Retour sur « La Nouvelle Alliance »
Ce livre publié en 1979 a bien traversé le temps, nous l’évoquions. Mais avant de le quitter, il y a encore matière à réflexion que nous laissent les auteurs. Voici quelques phrases, quelques passages.
Les auteurs concluent leur introduction par ces mots :
Où en sommes-nous aujourd’hui ? Nous aurions aimé appeler ce livre « Le temps retrouvé ». Car la nature à laquelle notre science s’adresse aujourd’hui n’est plus celle qu’un temps invariant et répétitif suffisait à décrire, ni non plus celle dont une fonction monotone, croissante ou décroissante, résumait l’évolution.
Nous explorons désormais une nature aux évolutions multiples et divergentes, qui nous donne à penser non pas un temps aux dépens des autres mais la coexistence de temps irréductiblement différents et articulés. Deux positions affrontées. Newton dans les Principia : » Le temps absolu, vrai et mathématique, en lui-même et de par sa propre nature, coule uniformément sans relation à rien d’extérieur, et d’un autre nom est appelé Durée. » Bergson, dans L’Évolution créatrice : « L’Univers dure. Plus nous approfondirons la nature du temps, plus nous comprendrons que durée signifie invention, création de formes, élaboration continue de l’absolument nouveau. » Désormais, ces deux dimensions s’articulent au lieu de s’exclure. Le temps aujourd’hui retrouvé, c’est aussi le temps qui ne parle plus de solitude, mais de l’alliance de l’homme avec la nature qu’il décrit. […]

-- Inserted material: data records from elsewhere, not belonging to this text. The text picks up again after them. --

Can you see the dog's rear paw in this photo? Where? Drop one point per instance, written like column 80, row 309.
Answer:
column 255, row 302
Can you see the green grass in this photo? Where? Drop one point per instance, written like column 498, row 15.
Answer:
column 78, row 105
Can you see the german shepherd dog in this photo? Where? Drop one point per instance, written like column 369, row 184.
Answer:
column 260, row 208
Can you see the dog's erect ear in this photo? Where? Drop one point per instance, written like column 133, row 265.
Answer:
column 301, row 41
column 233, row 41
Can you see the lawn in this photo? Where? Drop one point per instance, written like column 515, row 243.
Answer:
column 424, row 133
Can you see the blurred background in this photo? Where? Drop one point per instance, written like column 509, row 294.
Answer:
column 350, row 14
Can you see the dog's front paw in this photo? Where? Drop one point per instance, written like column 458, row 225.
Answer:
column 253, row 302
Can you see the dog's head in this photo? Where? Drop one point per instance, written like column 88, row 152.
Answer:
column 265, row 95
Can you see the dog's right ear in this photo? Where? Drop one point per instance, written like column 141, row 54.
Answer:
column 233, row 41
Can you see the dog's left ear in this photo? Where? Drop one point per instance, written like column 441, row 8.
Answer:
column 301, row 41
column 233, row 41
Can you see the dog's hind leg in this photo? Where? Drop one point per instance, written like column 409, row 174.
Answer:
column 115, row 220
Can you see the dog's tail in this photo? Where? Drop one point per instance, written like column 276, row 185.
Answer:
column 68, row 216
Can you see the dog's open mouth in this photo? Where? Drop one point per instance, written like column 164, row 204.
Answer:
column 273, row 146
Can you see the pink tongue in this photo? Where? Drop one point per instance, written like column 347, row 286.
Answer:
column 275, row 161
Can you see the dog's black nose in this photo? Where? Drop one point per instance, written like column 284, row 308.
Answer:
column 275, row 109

Et suivent quelques-uns de ces mots trouvés par la suite.
Nous avons découvert que l’irréversibilité joue dans la nature un rôle constructif puisqu’elle permet des processus d’organisation spontanée. […]
Sans entrer dans aucun détail à propos du système de [Alfred North] Whitehead, précisons simplement qu’il met à jour la solidarité entre une philosophie de la relation — aucun élément de la nature n’est support permanent de relations changeantes, chacun tire son identité de ses relations avec les autres — et une philosophie du devenir innovant — chaque existant unifie dans le processus de sa genèse la multiplicité qui constitue le monde, et ajoute à cette multiplicité un ensemble supplémentaire de relations. À la naissance de chaque entité nouvelle, « the many become one and are increased by one ». […]
La dissipation d’énergie et de matière — généralement associée aux idées de perte de rendement et d’évolution vers le désordre — devient, loin de l’équilibre, source d’ordre ; la dissipation est à l’origine de ce qu’on peut bien appeler de nouveaux états de la matière. […]
Les amibes acrasiales (Dictyostelium discoideum), lorsque le milieu où elles vivent et se multiplient devient pauvre en matière nutritives, subissent une transformation spectaculaire. De population de cellules isolées, elles se rassemblent en une masse comportant plusieurs dizaines de milliers de cellules. Ce « pseudo-plasmodium » se différencie alors, tout en changeant de forme : une tige se constitue, comprenant à peu près le tiers des cellules, destinées à périr au cours du processus ; cette tige soutient une masse ronde, d’où s’éparpillera, ultérieurement, une nouvelle population de spores prêtes, si elles entrent en contact avec un milieu nutritif satisfaisant, à produire une colonie d’amibes. Il s’agit donc d’un cas assez spectaculaire d’adaptation au milieu… […]
L’être vivant n’est pas partout également vivant.
Ce livre a fort bien vieilli.
Ilya Prigogine et Isabelle Stengers, La Nouvelle Alliance, Métamorphose de la science, Paris, Éditions Gallimard nrf, 1979, 305 pages.